L’ambassadeur Maniratanga a critiqué l’utilisation de termes tels que « santé sexuelle et reproductive » comme euphémismes pour désigner l’avortement et a appelé le système des Nations Unies à respecter les lois nationales. Dans une résolution contre le mariage des enfants, il a critiqué la promotion de l’autonomie sexuelle des enfants, affirmant que « le seul motif internationalement reconnu de protection de l’autonomie sexuelle dans le droit des droits de l’homme » était dans le contexte de l’égalité des droits des hommes et des femmes dans le mariage.
Il a également critiqué les pays occidentaux pour avoir manipulé les résolutions de l’ONU afin de promouvoir des normes sociales controversées qui font pourtant consensus. Il a notamment critiqué les parrains européens d’une résolution contre les exécutions extrajudiciaires pour avoir ajouté des termes sur l’orientation sexuelle et l’identité de genre. « Cette résolution n’est pas le bon endroit pour débattre des normes sociales concernant la sexualité », a-t-il déclaré.
« Tout le monde s’accorde à dire que les exécutions extrajudiciaires, sommaires ou arbitraires doivent cesser immédiatement partout », a expliqué Maniratanga. « Mais le concept d’orientation sexuelle et d’identité de genre n’est pas accepté au niveau international. C’est un concept vague et subjectif qui n’a aucune valeur dans la plupart des systèmes juridiques. »
Maniratanga n’était pas le seul à exprimer des réserves sur le langage lié au genre, aux questions LGBT et à l’intersectionnalité.

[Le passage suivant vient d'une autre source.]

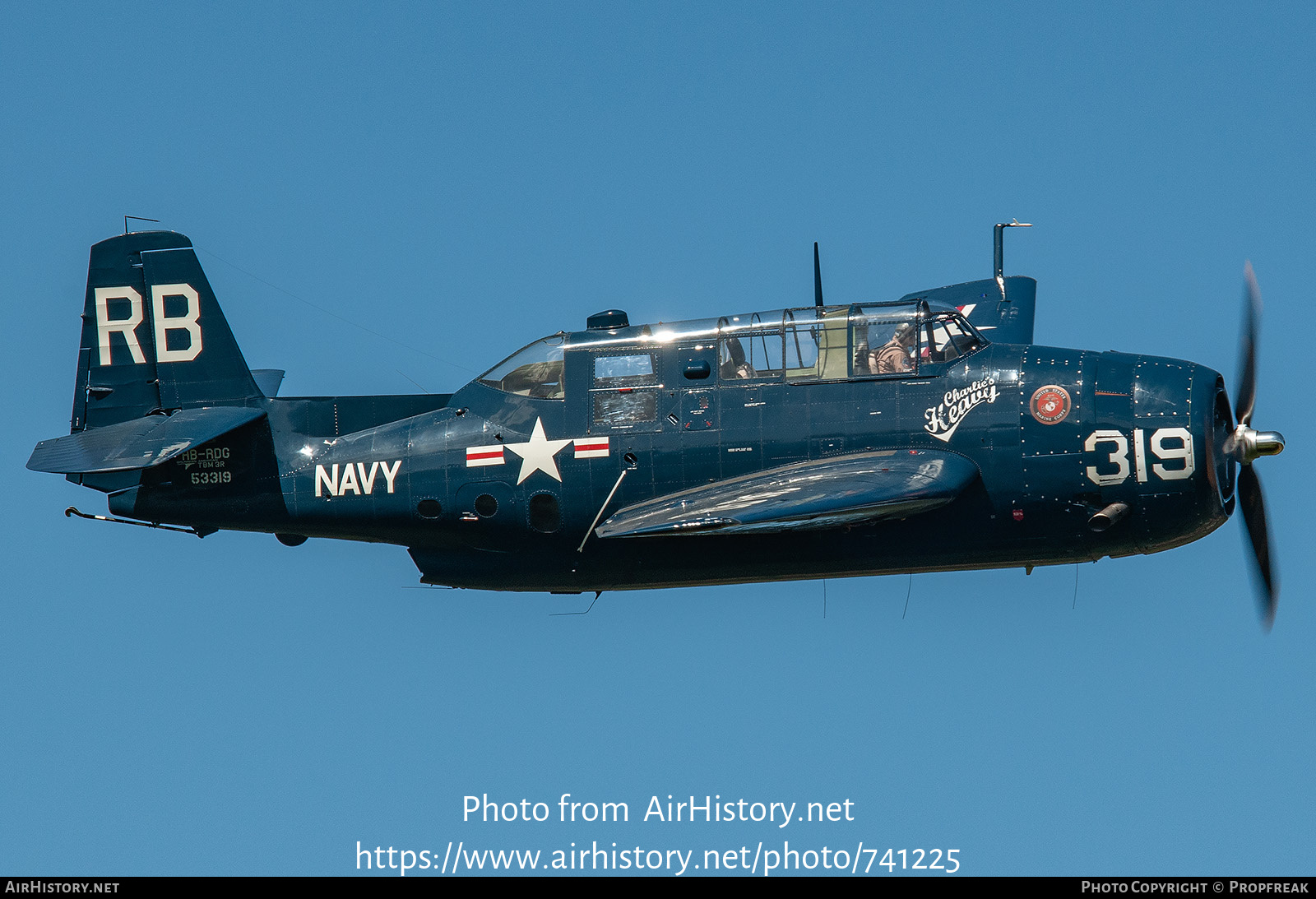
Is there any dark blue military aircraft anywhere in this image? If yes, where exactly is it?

Une déléguée d’Égypte a déclaré que son pays souhaitait souligner son « objection persistante » à l’utilisation de termes relatifs à l’orientation sexuelle et à l’identité de genre et à d’autres questions controversées qui, selon elle, « ne relèvent pas du droit international des droits de l’homme ». « Objection persistante » est un terme technique utilisé pour préciser que le « droit international coutumier » n’a pas été établi, ce qui nécessite dans la pratique un assentiment unanime.

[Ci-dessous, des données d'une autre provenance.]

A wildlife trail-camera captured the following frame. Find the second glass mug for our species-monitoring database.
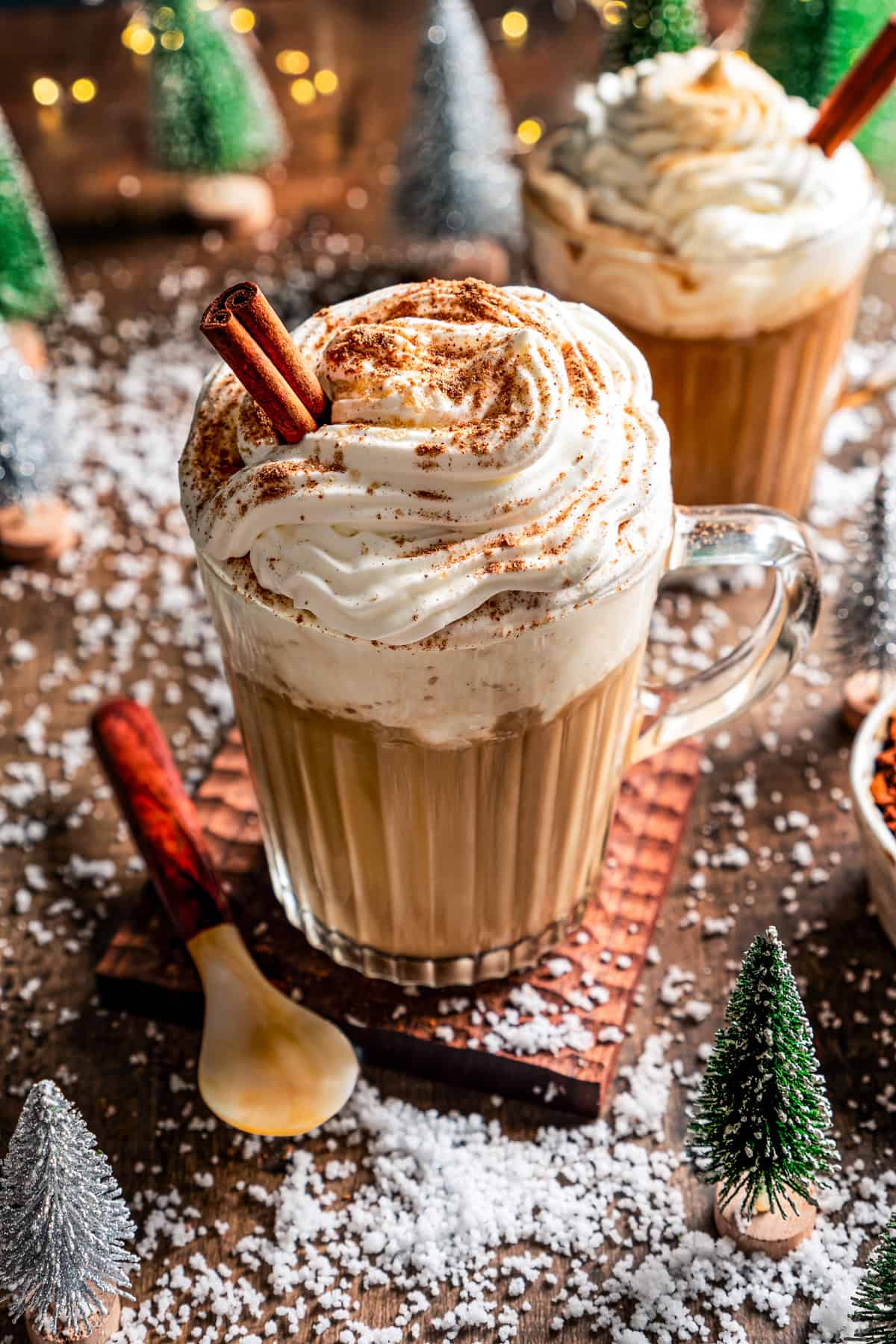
[200,505,819,986]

Les délégués de Biélorussie, du Nigéria et du Niger ont également exprimé leurs inquiétudes. Ils l’ont fait malgré les appels des États-Unis et de l’Union européenne qui ont demandé aux gouvernements de se plier à cette exigence sans faire de bruit.
Maniratanga a présidé la troisième commission de l’Assemblée générale, où la plupart des résolutions ont été débattues le mois dernier. Sa délégation a joué un rôle clé pour garantir qu’une résolution historique sur la famille ne contienne pas de termes liés à l’avortement.
Après l’adoption de la résolution sur la famille, Maniratanga a attiré l’attention sur la récente adhésion de son pays à la Déclaration de consensus de Genève sur la promotion de la santé des femmes et le renforcement de la famille, une initiative de la première administration Trump qui devrait être relancée au cours du second mandat de Trump. Après avoir noté la menace croissante de la baisse de la fécondité et du vieillissement rapide dans le monde, il a souligné que « les défis auxquels nous sommes collectivement confrontés ne peuvent être relevés qu’en plaçant la famille au centre de nos efforts ».